Molecular characterization of antipeptide antibodies against the 5-HT1A receptor: evidence for state-dependent antibody binding.

Differential immunohistochemical labeling is often observed using different antibodies against the same protein. Two polyclonal antipeptide antibodies against the 5-HT1A receptor have been generated by our group. The S1A-170 (aa 170-186) and 258 (aa 258-274) are specific for sites in the second extracellular loop and third intracellular loop, respectively [E.C. Azmtia, I. Yu, H.M. Akbari, N. Kheck, P.M. Whitaker-Azmitia and D.R. Marshak, Antipeptide antibodies against the 5-HT1A receptor, J. Chem. Neuroanat., 5 (1992) 289-298]. Comparison of the labeling patterns of these two antibodies and other antipeptide antibodies against the 5-HT1A receptor revealed that although similar populations of cells were labeled, individual antibodies favor certain staining patterns. Immunocytochemistry and western blotting results of transfected cell lines and brain tissue revealed the following: (1) both the S1A-170 and S1A-258 are specific for the 5-HT1A receptor when used for immunocytochemistry in transfected HEK-293 and COS-1 cells; (2) when expressed in cultured cell lines, the 5-HT1A receptor is differentially glycosylated dependent on cell type, and the S1A-258 is specific for only certain species on immunoblots; and (3) the S1A-258 and L5B7 [M. Riad, S. El Mestikawy, D. Derge, H. Gozlan, and M. Hamon, Visualization and quantification of central 5-HT1A receptors with specific antibodies, Neurochem.

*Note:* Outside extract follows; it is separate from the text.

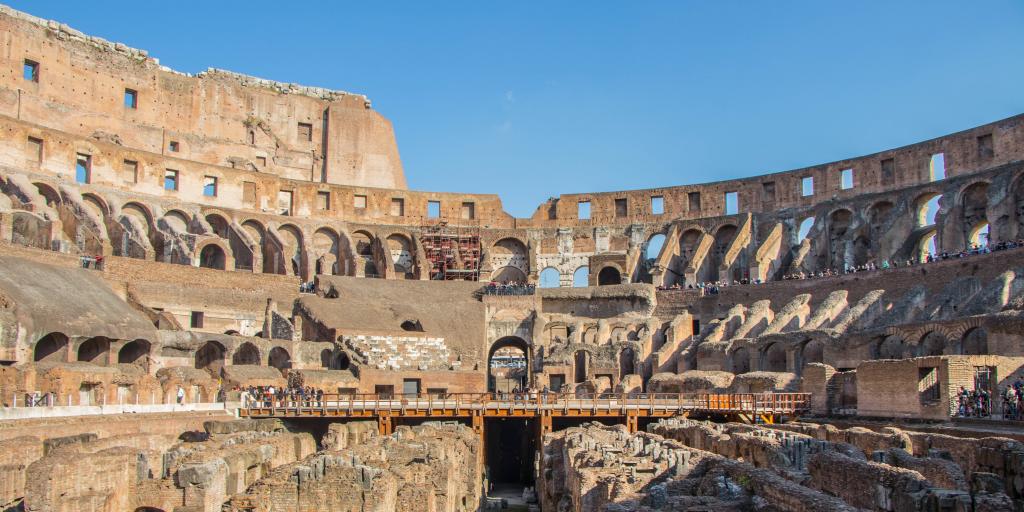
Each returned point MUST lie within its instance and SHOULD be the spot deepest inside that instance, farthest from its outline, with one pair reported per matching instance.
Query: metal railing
(786, 403)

Int., 4 (1991) 413-423] label common bands at 40 and 70 kDa on immunoblots of hippocampal proteins, but show opposite staining intensities. These results provide evidence for the immunocytochemical specificity of both the S1A-170 and S1A-258 and suggest that the discrepancies noted in immunohistochemistry may be due in part to different molecular conformations.